Extensive research has been conducted at the intersection of machine learning and healthcare. With an anticipated 48% annual growth in healthcare data, building scalable healthcare solutions is more crucial now than ever before. Fortunately, there has been an equivalent surge in the algorithms, software packages, optimization techniques, and hardware available for obtaining insights on healthcare data.
However, despite these advances, minimal research has been conducted to understand the challenges and considerations associated with transforming research prototypes into real-world healthcare solutions. Often machine learning research is conducted in silos: researchers build prototypes, which are subsequently picked up by software developers who develop scalable solutions for the prototype. There is a gap in the understanding of trade-offs to consider to transition from a research prototype to a deployable healthcare solution.
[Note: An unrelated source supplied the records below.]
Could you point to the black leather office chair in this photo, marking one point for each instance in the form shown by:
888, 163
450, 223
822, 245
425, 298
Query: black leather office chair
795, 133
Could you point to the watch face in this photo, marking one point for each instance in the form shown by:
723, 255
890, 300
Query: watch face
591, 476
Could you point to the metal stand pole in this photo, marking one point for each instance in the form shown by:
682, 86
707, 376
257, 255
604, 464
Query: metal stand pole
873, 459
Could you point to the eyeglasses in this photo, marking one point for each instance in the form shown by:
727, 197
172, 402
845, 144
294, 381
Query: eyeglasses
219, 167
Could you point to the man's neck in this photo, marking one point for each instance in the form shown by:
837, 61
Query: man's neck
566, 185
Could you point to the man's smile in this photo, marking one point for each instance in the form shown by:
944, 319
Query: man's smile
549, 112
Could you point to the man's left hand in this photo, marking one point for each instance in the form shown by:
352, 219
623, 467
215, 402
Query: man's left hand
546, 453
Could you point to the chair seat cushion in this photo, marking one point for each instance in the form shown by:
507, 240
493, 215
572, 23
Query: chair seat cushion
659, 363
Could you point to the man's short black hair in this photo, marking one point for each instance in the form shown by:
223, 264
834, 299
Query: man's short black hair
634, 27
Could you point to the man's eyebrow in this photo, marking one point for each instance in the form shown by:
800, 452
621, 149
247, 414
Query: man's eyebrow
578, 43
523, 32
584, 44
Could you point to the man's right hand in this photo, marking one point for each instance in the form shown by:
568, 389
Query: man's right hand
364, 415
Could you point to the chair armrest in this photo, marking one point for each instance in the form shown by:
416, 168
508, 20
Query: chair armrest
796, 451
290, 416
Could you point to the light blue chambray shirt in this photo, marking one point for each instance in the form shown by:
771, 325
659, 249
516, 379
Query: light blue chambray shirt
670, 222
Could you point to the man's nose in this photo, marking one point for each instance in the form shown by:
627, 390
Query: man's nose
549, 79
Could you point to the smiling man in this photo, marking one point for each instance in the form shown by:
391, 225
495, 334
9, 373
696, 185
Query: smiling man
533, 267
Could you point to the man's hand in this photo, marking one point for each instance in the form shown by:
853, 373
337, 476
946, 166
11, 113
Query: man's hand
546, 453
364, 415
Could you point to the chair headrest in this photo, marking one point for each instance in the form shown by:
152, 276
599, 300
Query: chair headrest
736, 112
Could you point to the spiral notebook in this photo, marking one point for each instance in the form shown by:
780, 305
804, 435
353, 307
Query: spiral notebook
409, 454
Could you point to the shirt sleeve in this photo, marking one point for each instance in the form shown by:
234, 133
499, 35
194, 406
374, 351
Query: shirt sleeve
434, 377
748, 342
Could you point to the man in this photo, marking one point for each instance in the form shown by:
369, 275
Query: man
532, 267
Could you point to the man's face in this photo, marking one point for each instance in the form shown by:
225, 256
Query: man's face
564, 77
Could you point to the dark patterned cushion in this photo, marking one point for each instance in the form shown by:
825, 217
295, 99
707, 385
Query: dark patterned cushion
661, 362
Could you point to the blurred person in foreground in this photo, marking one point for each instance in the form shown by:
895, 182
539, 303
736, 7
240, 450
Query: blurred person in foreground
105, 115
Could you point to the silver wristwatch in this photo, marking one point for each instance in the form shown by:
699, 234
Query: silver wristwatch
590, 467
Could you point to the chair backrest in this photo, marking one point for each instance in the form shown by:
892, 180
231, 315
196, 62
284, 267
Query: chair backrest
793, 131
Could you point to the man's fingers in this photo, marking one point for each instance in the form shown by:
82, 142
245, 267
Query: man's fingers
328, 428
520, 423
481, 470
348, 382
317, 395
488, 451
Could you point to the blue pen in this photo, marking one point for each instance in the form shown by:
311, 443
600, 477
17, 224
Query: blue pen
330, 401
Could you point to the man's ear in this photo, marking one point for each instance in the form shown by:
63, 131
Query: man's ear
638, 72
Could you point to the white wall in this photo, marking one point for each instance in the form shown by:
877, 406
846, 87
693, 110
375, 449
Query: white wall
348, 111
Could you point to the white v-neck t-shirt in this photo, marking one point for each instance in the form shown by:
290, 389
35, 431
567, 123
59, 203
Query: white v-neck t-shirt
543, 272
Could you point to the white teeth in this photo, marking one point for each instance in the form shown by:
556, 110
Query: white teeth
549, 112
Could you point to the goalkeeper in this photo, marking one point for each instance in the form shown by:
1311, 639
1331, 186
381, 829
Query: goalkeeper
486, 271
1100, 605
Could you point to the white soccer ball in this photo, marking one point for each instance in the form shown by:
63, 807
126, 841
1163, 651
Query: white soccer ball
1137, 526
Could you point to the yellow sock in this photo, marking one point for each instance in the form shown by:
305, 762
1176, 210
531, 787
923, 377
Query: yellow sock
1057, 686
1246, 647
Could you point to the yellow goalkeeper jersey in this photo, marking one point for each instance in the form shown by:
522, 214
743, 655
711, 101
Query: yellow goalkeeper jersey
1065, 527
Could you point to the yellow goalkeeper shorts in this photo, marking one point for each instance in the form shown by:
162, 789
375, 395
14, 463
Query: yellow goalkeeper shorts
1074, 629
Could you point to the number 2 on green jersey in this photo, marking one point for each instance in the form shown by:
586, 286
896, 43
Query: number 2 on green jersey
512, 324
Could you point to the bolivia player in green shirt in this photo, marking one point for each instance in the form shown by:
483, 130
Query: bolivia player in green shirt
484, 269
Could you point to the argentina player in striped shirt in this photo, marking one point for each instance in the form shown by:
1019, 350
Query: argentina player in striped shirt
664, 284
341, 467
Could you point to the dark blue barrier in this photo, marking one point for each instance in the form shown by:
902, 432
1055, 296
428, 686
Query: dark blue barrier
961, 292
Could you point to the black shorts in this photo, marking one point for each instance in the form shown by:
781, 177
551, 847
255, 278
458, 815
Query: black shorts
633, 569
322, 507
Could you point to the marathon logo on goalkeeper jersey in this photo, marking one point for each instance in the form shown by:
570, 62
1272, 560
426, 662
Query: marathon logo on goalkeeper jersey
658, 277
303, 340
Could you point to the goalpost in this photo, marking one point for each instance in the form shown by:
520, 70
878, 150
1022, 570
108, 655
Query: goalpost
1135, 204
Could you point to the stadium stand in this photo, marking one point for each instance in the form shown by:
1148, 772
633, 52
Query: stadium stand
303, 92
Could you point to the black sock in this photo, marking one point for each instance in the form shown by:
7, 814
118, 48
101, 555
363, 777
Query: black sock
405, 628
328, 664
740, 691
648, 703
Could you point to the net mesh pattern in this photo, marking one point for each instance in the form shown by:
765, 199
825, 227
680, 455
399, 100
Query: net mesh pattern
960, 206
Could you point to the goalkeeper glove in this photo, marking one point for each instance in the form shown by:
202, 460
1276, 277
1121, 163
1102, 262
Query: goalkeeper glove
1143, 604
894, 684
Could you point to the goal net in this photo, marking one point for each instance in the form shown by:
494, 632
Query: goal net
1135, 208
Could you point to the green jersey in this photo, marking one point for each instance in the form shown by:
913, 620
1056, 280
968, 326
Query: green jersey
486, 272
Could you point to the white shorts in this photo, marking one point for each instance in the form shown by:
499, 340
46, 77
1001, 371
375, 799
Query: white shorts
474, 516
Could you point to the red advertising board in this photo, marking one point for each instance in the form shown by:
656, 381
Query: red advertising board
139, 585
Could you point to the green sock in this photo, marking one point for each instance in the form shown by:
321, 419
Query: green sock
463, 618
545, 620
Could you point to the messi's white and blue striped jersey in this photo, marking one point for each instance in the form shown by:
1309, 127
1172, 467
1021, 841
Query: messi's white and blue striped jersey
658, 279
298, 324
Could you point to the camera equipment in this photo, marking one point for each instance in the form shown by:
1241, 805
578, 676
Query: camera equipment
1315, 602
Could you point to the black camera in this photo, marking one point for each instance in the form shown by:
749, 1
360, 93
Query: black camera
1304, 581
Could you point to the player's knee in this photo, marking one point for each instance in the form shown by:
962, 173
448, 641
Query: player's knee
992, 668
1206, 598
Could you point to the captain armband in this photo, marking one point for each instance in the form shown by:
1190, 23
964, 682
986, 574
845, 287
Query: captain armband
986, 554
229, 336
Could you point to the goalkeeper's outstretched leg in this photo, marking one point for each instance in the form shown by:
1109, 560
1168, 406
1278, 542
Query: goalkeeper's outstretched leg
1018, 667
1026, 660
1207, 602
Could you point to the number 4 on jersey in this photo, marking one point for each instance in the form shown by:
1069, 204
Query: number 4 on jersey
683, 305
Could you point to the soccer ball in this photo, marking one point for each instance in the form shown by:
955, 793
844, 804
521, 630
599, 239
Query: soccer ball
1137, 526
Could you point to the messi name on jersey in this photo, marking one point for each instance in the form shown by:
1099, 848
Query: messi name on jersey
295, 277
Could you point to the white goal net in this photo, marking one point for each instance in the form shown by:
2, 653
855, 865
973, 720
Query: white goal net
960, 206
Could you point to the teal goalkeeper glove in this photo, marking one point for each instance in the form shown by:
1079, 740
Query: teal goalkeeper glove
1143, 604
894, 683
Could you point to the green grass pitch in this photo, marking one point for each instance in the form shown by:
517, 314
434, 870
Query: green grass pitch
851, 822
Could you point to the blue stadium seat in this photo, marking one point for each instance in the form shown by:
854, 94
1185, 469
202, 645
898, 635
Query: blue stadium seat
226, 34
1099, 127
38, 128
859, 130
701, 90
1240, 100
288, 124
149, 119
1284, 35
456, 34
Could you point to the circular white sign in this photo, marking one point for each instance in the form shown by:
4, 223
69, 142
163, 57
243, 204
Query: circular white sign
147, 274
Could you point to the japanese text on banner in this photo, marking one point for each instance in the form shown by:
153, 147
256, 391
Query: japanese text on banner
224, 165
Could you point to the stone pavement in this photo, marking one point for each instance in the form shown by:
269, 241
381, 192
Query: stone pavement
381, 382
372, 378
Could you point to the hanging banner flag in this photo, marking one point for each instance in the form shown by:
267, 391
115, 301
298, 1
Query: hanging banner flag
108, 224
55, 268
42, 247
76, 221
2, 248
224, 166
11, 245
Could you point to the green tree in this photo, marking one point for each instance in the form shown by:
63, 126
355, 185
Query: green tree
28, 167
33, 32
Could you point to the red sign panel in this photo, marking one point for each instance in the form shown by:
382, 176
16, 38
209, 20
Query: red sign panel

Rachita Chandra outlines challenges and considerations for transforming a research prototype built for a single machine to a deployable healthcare solution that leverages Spark in a distributed environment. The original prototype, which tackled prediction of healthcare costs, worked well for a dataset of 5 million users in a nondistributed environment. It utilized several Python data science libraries and machine learning models. However, as the dataset grew larger (> 1 TB), computational resources became the bottleneck, and the need to adopt Spark became apparent. Since the research prototype was in its mature phases, porting components of the existing pipeline to leverage Spark was more effective than building a Spark codebase from scratch. The deployable solution is an end-to-end multitenant enterprise application comprising of several components: user authentication, request handling, data transformations, quality checks, analytics, machine learning modules, a visualization interface, and error handling.
Rachita Chandra is a solutions architect at IBM Watson Health, where she brings together end-to-end machine learning solutions in healthcare. She has experience implementing large-scale, distributed machine learning algorithms. Rachita holds both a master’s and bachelor’s degree in electrical and computer engineering from Carnegie Mellon.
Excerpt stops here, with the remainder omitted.